Bas Broekhuizen

Visualization in the data journalism workflow

2012-01-31 | Visualisatie

One of the reasons for the increasing interest in interactive infographics is the fast growing popularity of data journalism. Although a simple search on Amazon shows that computer aided reporting has been around since the publication of Philip Meyer’s Precision Journalism in 1969, it is undeniable that data is the new buzzword in the newsroom.

This renewed enthusiasm is powered by the rapid proliferation of accessible numeric data on the web in combination with a growing number of tools to make sense of them without a degree in computer science or statistics. In the slipstream of the open data movement journalists around the world try to tell stories based upon numbers. If you’re new to the concept, read this explanation on the Guradian’s datablog, or watch Geoff McGhee’s outstanding interactive documentary.

Although I wouldn’t dare to call myself an expert in the field, I try to stimulate my students to experiment with data driven journalism. To get them on track, I offer them a simple workflow inspired by Paul Bradshaw’s Inverted Pyramid of Data Journalism:

  1. Start with a relevant question
    (Why not pick one from the classic list of who, what, when, where, why, how, or how much?)
  2. Find and clean the data you need to answer this question
    (If they’re not available anywhere, maybe you can create them yourself?)
  3. Analyse the data. Look for:
    outliers (the best, the worst, the highest, the lowest),
    differences (then/now, here/there, we/them), and
    patterns (that weekly spike, the clustering in that region, the relation between those two variables)
  4. Explain your findings
    (Data almost never answer the question why, so grab your phone and try to find some reasons)
  5. Tell your story
    (What is the best genre to report your findings? How are you going to present your data?)

So what’s missing? Indeed, contrary to the inverted pyramid, there’s no separate step that says: visualize your data. That’s because in my opinion there are two different types of visualization involved in the process. Firstly, in stage three, you use all kinds of visual tools to analyze your data. These visualizations don’t have to be very sophisticated or well designed, as long as they help you to find your answers. Secondly, in stage five, you create a visualization that helps you to tell the story. That one has a different function and its visual and functional design should meet much higher standards.
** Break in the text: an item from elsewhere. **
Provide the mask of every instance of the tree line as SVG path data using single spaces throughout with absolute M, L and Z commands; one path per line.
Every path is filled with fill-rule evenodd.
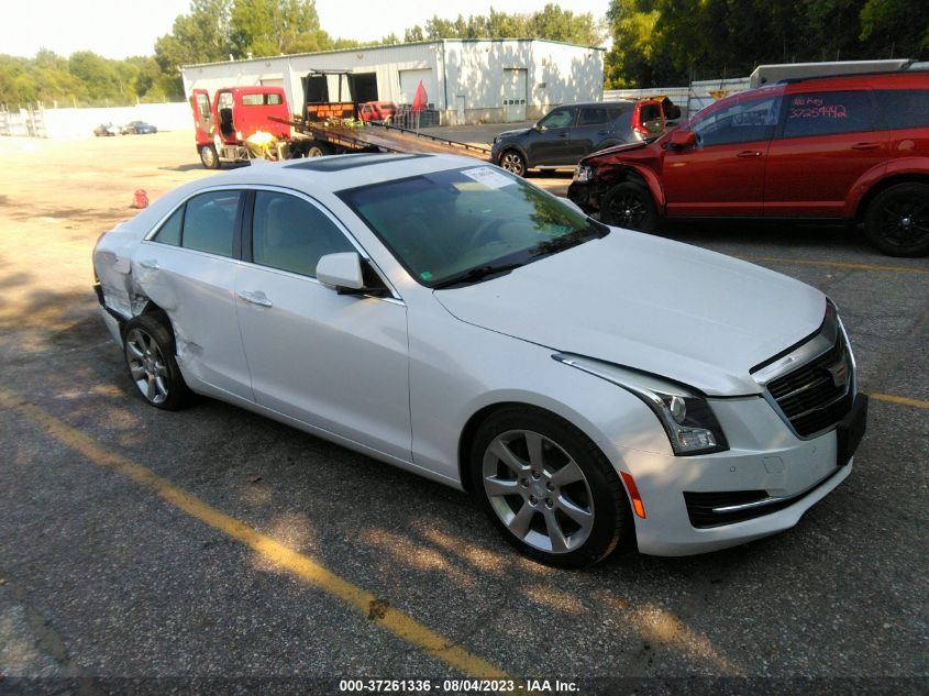
M 438 14 L 376 42 L 327 32 L 314 0 L 192 0 L 153 55 L 121 60 L 0 54 L 0 103 L 111 106 L 184 98 L 180 66 L 438 38 L 529 37 L 612 47 L 606 87 L 686 85 L 762 63 L 929 54 L 926 0 L 611 0 L 605 18 L 549 3 L 529 13 Z
M 607 87 L 685 86 L 762 64 L 919 58 L 926 0 L 612 0 Z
In my classes, I simply refer to these different visualizations as type 1 and type 2. But after reading Tom Steinberg’s post from last week I think about renaming them to Answer Visualizations and Story Visualizations. Maybe these concepts can prevent starting data journalists from just presenting their own visual tools to the audience. Because in my humble opinion, that’s what a lot of them do. And that’s a pity, because on their own, without proper context, these ‘answer visualizations’ don’t tell any story at all.